Updated: Dec 22, 2022
It’s a fair question. It’s probably the most common one we get asked, as it should be. We built a product that can appear like smoke and mirrors: we come in and snap some pictures, then report back with a grade for each hive. All the image processing, quality control and data analysis work takes place behind the scenes. So, how do we prove that Verifli is accurate?
Data collection is the simple answer. But the simple answer isn’t satisfying and it fails to capture the effort and complexity involved. Let’s peel back the curtain and take a look at what goes in to building the Verifli hive strength model, and how our methods progressed over time.
Early beginnings of data collection
We took our first infrared hive picture in June 2018. Back then, we had A LOT of unknown factors to test, like what camera to use, how far to stand from the hive, what time of day to take images, how much data will we need, etc. At the time, we had about 25 hives that we managed for research purposes. These hives would become the first subjects of our data collection.
We’d take an image of each hive, then perform a frame count to determine the true colony size. Frame counts are a quick and easy way to get a rough colony size measurement—inspectors peek inside the hive and estimate how many frames are covered by bees. After processing the images, our model would generate an estimated colony size and we’d check the results against the frame count to determine whether the model was accurate. At first, the model performed surprisingly well—that is, until we tried imaging someone else’s hives.

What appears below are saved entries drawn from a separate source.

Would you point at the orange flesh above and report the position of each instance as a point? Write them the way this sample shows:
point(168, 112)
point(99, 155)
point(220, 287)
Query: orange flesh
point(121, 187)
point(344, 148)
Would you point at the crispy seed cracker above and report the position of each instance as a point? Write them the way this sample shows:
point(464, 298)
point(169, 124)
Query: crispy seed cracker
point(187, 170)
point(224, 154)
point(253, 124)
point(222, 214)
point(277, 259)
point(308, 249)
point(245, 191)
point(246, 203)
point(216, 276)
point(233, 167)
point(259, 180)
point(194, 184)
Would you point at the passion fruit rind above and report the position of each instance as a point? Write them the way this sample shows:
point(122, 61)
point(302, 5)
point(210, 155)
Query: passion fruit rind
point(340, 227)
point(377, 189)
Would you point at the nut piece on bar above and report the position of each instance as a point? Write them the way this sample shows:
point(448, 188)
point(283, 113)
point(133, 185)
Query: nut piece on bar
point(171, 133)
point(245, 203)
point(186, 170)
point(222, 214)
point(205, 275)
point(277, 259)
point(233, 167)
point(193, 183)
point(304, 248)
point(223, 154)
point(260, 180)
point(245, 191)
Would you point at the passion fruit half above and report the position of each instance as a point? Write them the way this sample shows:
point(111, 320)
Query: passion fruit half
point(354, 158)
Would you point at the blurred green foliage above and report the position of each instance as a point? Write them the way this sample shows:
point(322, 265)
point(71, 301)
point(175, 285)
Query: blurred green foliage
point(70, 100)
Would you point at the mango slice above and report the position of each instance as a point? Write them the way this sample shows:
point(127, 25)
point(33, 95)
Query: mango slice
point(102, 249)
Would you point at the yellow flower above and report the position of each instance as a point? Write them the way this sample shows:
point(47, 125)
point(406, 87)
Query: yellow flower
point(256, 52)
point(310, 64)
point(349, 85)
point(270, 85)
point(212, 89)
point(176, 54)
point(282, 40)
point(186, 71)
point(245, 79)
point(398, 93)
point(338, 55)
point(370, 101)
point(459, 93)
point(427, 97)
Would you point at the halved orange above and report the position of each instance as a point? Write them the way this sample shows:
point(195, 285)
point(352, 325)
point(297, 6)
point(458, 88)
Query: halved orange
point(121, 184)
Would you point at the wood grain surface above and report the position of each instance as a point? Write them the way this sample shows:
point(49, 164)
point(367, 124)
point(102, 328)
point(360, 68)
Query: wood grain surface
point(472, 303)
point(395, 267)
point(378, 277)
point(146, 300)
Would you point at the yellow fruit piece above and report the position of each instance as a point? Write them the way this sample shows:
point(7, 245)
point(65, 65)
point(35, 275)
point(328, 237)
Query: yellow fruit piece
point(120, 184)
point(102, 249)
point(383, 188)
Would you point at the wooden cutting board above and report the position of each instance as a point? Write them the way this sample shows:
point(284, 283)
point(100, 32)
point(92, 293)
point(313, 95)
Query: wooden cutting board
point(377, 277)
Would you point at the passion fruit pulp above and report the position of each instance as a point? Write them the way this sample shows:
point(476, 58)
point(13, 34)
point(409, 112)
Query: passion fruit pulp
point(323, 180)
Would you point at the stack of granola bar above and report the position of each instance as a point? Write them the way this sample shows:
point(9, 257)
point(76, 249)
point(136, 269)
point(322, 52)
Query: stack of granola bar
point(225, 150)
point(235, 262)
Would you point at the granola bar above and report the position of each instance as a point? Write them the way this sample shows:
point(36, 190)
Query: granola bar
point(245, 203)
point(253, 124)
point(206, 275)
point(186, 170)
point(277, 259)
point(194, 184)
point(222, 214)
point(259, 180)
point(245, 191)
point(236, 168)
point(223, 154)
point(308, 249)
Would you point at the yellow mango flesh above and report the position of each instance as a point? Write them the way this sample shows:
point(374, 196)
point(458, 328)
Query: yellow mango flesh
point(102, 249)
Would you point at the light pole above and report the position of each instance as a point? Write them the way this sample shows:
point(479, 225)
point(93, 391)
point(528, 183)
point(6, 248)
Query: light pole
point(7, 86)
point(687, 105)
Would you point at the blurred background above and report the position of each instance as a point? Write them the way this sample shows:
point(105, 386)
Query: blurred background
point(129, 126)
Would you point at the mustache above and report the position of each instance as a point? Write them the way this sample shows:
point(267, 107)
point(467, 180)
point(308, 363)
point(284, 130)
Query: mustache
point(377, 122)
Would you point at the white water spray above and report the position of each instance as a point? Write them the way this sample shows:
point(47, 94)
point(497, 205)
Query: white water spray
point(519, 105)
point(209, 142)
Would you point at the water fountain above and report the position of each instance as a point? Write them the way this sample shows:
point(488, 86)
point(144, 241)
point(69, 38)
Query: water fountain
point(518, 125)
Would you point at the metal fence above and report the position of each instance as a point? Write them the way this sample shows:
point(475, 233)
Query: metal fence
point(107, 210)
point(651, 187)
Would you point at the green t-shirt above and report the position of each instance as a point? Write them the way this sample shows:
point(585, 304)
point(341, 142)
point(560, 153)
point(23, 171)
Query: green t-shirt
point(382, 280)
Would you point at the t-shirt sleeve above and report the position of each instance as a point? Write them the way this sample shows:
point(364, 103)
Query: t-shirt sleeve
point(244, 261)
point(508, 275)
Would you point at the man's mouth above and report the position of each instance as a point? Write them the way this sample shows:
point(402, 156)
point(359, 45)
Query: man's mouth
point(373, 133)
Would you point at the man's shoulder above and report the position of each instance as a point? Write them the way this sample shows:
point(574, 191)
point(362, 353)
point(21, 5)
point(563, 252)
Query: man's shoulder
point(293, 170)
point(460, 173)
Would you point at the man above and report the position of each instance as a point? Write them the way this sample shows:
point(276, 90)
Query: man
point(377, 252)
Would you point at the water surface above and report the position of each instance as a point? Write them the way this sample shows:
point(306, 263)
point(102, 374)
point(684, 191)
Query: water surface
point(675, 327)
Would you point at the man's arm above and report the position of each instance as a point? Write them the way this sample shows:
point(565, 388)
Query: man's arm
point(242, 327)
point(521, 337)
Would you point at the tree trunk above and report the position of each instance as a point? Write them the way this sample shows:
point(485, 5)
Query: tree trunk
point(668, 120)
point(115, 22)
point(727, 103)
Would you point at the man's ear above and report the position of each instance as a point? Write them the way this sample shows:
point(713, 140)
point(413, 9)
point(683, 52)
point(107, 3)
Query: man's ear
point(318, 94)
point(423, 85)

Since we started by only testing on our research hives, the initial model was great at predicting the strength of those 25 hives. But beyond those 25 hives, the model was all over the place. We quickly realized that we’d need a much more diverse set of data to understand how the model performs on hives we hadn’t previously imaged. So we looked to our network of local beekeepers for help. Through the end of 2018, we’d drive out 4-5 times each month to collect hive data from different Indiana beekeepers.
Evolving our approach
In 2019, we began dedicating more time and effort into collecting quality data. We started travelling outside of Indiana to visit commercial beekeepers and collect data from their hives. We’d spend about a week with each beekeeper, and we could expect to collect data from 300 hives each day. We were rapidly bringing in new data, and things were looking up.
We made improvements to the process to reduce errors in the field and cut down on data entry time. We built a “data collection mode” in our mobile app to attach frame count data to each image file before they’re uploaded to our analysis pipeline. We performed a handful of one-off tests to refine our best practices for image capture.
Despite all the time spent re-designing our data collection methods, model accuracy was still well below our target. There was still something missing. We had set out to build a model that could objectively measure colony strength with greater accuracy than frame counts. But by comparing Verifli predictions against frame counts, the model’s potential accuracy was limited to being only as accurate as frame counts.
We needed a way to determine true colony population to understand not only the accuracy of Verifli, but also the accuracy of frame counts, which would give us a benchmark to compare against.
Reaching a breakthrough
We made the most impactful overhaul to our data collection process in 2020 by collecting additional data points and developing more precise ways to measure colony size. We added new sensors to our arsenal, giving us redundant readings to validate thermal values captured by the IR camera.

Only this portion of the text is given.